Les Espagnols n’ont pas honte d’affirmer que le taux de chômage est de 24% du à la crise économique. Invoquer des données qui ne correspondent pas à la réalité surtout à l’ère d’internet où le monde est devenu une maison de verre, favorise tant le divorce Etat/citoyens que le discrédit de l’Algérie au niveau international. C’est que corrigé, le taux de chômage et le taux de croissance officiel sont des taux artificiels irrigués par la rente des hydrocarbures avec des salaires sans contreparties productives pour calmer le front social. Il en est de même pour l’inflation que l’on comprime artificiellement par des subventions généralisées et non ciblées source de gaspillage et de fuite de produits hors des frontières, donc avec des impacts mitigés sur le pouvoir d’achat des Algériens, faute de production suffisante et de mécanismes clairs de régulation avec la dominance de la sphère informelle qui contrôle les principaux segments clefs des produits de première nécessité. Cela traduit les liens dialectiques entre la logique rentière et l’extension de cette sphère, de la nécessité de la transition d’une économie de rente à une économie hoirs hydrocarbures, qui renvoie à une autre gouvernance. Et à l’urgence d’imaginer dès aujourd’hui un nouveau modèle de consommation énergétique car l’Algérie sera importatrice, tenant compte de la forte consommation intérieure, des exportations extrapolées car dépensant (équipement et fonctionnement) sur la base d’un cours de plus de 100 dollars, de pétrole horizon 2020 et de gaz conventionnel horizon 2025/2030. Sans cela, ce sera la révolution sociale permanente avec des incidences politiques désastreuses.

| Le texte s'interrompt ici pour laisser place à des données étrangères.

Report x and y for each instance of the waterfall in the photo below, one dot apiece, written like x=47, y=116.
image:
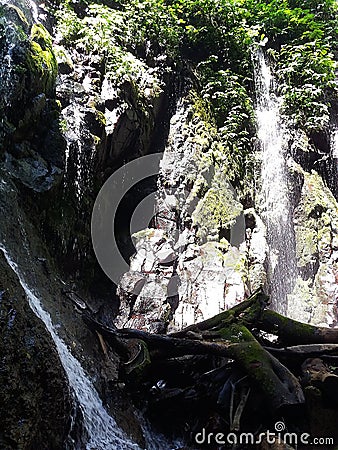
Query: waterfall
x=103, y=432
x=275, y=204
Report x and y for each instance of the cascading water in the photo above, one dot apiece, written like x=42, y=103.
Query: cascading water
x=103, y=432
x=275, y=202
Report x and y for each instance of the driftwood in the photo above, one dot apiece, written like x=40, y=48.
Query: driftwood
x=233, y=345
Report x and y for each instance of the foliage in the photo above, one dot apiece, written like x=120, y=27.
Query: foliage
x=216, y=39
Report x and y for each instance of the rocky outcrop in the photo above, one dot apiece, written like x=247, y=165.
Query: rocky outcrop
x=35, y=399
x=30, y=141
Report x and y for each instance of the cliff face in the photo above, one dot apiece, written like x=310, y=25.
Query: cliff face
x=109, y=84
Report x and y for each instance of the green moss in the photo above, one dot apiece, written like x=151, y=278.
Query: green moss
x=19, y=12
x=217, y=209
x=306, y=245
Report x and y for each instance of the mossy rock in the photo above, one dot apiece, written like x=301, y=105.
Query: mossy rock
x=40, y=60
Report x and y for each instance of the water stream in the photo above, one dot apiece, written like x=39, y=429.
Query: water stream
x=275, y=202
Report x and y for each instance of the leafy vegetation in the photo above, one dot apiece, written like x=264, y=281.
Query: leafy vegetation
x=216, y=39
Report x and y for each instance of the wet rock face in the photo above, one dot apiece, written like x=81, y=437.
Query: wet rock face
x=184, y=270
x=30, y=141
x=35, y=400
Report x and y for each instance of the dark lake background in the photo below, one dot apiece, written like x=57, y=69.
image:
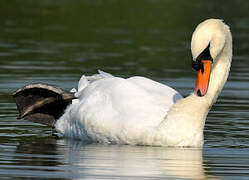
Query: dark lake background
x=58, y=41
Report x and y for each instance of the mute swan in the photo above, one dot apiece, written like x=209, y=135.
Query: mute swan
x=137, y=110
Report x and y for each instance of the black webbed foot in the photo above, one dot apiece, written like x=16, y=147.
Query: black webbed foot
x=42, y=103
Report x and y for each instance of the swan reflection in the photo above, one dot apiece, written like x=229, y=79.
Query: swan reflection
x=112, y=161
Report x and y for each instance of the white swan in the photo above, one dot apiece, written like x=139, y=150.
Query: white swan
x=140, y=111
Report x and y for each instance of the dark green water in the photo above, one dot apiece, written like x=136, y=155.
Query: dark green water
x=58, y=41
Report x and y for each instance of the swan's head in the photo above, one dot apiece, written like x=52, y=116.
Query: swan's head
x=208, y=41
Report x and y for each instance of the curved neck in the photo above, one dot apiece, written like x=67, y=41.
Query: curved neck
x=184, y=122
x=219, y=74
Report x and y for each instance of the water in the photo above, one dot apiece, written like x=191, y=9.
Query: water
x=57, y=41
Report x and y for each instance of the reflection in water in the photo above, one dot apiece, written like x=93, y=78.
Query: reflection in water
x=38, y=160
x=120, y=162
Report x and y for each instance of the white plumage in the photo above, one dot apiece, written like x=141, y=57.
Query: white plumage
x=140, y=111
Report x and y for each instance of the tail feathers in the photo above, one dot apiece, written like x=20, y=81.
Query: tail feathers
x=42, y=103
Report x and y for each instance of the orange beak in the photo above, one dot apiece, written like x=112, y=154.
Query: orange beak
x=202, y=80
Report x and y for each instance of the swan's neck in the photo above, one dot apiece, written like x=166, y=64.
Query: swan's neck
x=218, y=77
x=184, y=123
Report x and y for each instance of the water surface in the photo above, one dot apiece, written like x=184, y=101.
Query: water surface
x=57, y=42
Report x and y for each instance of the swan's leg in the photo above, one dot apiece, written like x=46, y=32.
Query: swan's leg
x=41, y=103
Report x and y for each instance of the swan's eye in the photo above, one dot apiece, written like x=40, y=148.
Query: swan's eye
x=205, y=54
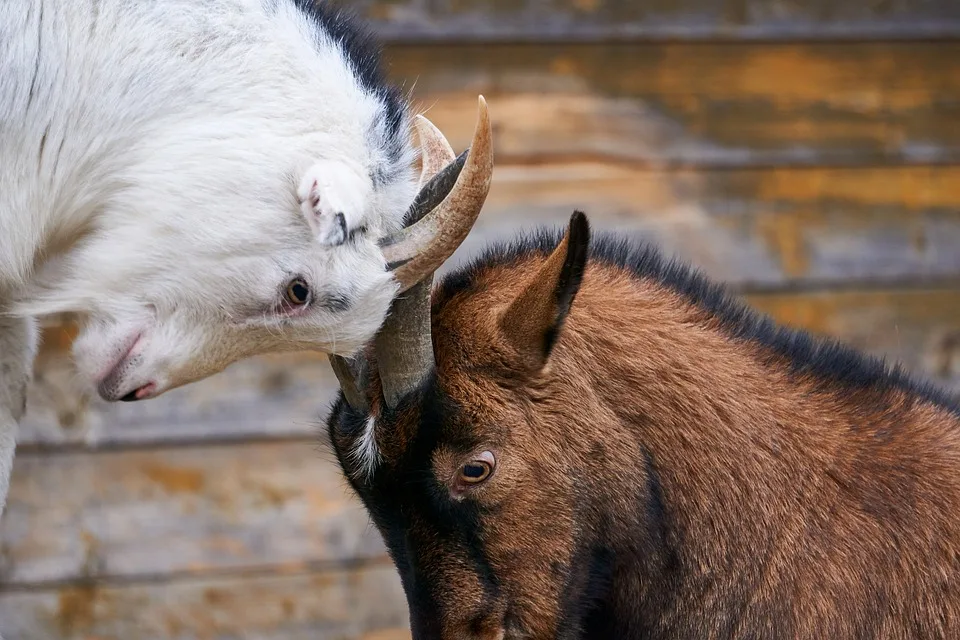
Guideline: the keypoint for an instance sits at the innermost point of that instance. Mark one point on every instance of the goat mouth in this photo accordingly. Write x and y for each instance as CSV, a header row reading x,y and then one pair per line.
x,y
140,393
111,382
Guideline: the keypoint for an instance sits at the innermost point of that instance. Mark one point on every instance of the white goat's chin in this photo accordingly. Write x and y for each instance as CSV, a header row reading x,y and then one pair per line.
x,y
111,356
125,379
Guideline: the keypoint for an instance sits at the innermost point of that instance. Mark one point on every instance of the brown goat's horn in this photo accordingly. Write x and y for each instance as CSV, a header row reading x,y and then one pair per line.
x,y
420,249
452,192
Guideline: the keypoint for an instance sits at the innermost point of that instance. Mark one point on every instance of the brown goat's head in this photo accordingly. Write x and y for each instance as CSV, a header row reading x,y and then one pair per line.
x,y
557,447
501,416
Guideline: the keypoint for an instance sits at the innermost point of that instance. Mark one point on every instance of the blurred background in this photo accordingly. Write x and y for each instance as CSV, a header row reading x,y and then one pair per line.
x,y
807,152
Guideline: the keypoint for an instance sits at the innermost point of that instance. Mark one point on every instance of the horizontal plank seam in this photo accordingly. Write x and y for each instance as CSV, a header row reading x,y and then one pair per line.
x,y
414,37
307,568
949,33
507,159
46,450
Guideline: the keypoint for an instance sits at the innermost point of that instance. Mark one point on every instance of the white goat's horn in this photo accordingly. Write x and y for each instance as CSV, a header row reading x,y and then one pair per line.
x,y
418,250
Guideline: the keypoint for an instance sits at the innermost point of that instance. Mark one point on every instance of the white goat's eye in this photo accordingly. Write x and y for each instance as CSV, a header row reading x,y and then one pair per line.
x,y
297,292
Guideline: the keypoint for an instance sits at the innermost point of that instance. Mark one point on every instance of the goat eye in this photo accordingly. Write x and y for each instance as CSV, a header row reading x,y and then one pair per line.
x,y
476,471
297,292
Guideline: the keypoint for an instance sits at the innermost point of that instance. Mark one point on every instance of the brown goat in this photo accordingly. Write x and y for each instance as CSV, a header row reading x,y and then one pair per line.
x,y
609,446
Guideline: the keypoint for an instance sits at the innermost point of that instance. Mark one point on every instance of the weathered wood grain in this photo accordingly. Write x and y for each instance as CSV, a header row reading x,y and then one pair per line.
x,y
181,510
419,20
365,603
704,104
919,327
749,228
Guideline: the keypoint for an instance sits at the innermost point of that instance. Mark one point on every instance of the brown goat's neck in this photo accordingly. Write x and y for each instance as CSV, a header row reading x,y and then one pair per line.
x,y
714,469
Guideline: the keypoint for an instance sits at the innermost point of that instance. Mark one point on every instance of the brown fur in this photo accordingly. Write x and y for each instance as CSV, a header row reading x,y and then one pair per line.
x,y
658,472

En conclusion, je considère que le rôle d’un cadre de la nation, de l’intellectuel n’est pas de produire des louanges contreproductives mais d’émettre des idées constructives, base de l’action concrète, par un discours de vérité pour faire avancer la société. Notre seul souci, servir les intérêts supérieurs de l’Algérie, au moment où d’importants bouleversements géostratégiques s’annoncent. Dans ce cadre, je suis prêt à un débat public contradictoire productif au niveau des télévisions algériennes animé par des journalistes spécialisés avec le ministre du Travail. La population algérienne qui est en droit de savoir jugera. 

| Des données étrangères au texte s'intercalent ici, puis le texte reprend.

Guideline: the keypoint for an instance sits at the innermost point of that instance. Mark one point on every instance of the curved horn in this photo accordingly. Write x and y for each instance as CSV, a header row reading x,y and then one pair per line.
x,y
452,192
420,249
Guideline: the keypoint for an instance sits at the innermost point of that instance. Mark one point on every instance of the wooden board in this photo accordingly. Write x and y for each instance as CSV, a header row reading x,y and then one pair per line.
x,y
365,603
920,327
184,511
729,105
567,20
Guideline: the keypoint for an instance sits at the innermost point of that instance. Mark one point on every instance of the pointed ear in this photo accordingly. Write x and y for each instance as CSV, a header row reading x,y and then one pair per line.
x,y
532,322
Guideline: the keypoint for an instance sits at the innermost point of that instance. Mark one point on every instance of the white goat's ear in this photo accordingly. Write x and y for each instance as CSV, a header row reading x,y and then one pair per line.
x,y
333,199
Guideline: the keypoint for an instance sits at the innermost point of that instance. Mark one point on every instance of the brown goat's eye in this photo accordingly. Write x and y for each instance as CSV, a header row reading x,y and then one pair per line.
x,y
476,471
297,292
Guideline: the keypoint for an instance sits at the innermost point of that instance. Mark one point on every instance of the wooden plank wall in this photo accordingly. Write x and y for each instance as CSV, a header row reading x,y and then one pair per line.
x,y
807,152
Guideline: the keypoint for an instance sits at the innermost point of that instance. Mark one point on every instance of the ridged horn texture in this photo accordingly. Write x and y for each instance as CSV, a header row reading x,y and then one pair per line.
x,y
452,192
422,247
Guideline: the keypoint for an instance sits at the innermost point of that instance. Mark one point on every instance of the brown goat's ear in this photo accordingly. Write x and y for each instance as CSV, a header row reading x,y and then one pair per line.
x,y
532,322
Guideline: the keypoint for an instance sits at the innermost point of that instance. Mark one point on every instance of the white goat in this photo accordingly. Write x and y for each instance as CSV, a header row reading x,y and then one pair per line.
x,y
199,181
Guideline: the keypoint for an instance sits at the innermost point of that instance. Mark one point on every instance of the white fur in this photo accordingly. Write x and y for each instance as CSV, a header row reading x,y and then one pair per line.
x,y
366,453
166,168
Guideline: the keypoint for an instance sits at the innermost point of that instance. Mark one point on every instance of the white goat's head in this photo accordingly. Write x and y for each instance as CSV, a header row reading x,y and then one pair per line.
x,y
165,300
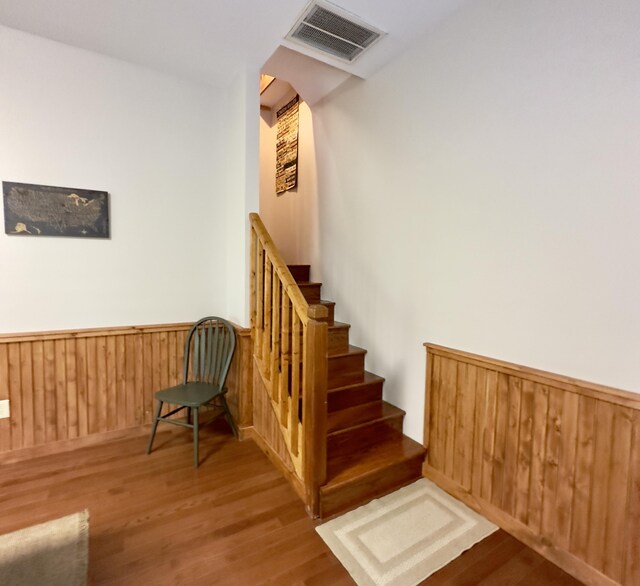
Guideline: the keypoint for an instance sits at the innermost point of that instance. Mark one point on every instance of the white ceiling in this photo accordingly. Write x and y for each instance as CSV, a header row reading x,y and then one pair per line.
x,y
209,41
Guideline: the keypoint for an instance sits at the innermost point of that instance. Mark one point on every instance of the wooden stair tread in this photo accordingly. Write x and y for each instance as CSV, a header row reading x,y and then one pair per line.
x,y
369,379
353,464
353,350
352,417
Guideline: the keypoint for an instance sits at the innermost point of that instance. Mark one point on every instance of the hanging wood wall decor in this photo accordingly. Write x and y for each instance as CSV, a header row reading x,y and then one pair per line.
x,y
42,210
287,147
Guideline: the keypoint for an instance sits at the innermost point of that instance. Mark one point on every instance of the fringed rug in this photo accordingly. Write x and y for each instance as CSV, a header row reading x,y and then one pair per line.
x,y
53,553
404,537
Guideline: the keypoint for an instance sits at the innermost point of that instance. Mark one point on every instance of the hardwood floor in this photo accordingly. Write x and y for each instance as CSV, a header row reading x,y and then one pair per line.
x,y
234,520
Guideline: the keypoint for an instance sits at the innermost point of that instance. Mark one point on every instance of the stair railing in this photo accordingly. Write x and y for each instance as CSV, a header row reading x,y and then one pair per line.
x,y
290,350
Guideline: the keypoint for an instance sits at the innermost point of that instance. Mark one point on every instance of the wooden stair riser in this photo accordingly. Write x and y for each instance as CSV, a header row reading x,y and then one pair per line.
x,y
311,292
345,397
338,441
300,273
372,485
345,369
338,342
330,305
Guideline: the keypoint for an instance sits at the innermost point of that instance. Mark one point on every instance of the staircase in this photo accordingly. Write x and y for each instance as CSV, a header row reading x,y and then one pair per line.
x,y
367,454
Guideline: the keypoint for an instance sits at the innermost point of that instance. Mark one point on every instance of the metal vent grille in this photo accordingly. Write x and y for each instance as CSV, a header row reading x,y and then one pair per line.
x,y
329,29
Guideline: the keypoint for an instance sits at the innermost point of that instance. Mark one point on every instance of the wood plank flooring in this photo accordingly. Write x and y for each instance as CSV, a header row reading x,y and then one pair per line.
x,y
234,520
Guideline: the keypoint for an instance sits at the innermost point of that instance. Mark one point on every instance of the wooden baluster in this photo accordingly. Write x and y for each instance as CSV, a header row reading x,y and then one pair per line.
x,y
285,360
275,338
314,405
259,300
266,341
253,255
294,422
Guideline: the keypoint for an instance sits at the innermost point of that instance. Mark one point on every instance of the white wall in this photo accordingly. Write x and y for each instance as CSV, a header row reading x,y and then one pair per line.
x,y
290,217
73,118
483,192
241,187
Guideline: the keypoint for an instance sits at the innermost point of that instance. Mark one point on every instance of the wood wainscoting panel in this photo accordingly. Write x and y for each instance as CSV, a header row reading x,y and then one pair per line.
x,y
73,384
553,460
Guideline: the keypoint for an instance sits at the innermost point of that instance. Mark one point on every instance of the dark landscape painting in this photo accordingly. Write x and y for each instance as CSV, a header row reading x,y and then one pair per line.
x,y
40,210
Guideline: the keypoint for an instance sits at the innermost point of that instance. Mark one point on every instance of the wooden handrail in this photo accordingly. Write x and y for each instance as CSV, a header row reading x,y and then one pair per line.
x,y
290,350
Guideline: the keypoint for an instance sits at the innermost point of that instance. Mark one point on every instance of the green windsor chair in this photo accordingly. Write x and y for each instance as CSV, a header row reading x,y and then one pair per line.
x,y
209,348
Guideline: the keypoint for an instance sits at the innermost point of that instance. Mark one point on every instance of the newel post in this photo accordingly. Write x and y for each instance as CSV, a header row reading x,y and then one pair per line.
x,y
314,414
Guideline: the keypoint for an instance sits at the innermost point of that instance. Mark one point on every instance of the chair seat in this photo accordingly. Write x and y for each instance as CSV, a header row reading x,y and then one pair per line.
x,y
192,394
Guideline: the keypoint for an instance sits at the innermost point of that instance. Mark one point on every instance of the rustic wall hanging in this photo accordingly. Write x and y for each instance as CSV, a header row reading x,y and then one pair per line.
x,y
287,147
40,210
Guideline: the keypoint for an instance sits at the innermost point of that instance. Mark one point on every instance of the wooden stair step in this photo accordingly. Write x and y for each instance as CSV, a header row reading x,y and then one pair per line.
x,y
346,368
364,471
359,416
338,338
300,272
330,305
370,389
311,291
361,425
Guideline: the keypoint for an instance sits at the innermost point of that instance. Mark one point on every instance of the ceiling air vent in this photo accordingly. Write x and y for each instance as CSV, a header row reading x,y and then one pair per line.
x,y
329,29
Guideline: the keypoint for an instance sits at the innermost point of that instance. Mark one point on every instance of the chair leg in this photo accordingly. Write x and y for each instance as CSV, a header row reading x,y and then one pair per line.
x,y
154,426
227,416
195,437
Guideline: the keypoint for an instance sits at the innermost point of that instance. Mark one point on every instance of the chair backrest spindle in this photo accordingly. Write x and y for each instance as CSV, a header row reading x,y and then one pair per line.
x,y
209,348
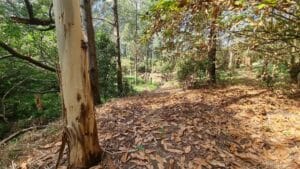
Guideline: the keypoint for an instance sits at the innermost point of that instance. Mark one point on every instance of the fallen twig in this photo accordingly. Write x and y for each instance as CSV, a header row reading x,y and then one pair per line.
x,y
20,132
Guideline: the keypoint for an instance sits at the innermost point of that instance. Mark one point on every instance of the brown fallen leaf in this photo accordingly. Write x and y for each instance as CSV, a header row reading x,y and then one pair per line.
x,y
160,160
139,162
139,155
249,157
124,157
167,145
187,149
217,163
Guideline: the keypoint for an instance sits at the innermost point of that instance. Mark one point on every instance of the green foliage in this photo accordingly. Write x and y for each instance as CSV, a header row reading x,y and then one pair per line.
x,y
106,52
190,67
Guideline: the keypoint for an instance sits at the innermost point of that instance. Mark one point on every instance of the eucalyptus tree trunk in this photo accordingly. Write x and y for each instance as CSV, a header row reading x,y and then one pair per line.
x,y
79,113
135,40
88,30
117,34
213,46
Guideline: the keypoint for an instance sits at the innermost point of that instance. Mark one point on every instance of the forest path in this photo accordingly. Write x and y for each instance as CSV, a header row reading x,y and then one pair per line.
x,y
226,127
230,127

Abderrahmane Mebtoul, professeur des Universités, expert international en management stratégique

(1) Le professeur Abderrahmane Mebtoul a dirigé pour le compte des pouvoirs publics avec une équipe pluridisciplinaire complexe entre 2007/2008 un audit sur l’emploi et les salaires (9 volumes 980 pages ) toujours d’une brulante actualité au vu des tensions sociales actuelles.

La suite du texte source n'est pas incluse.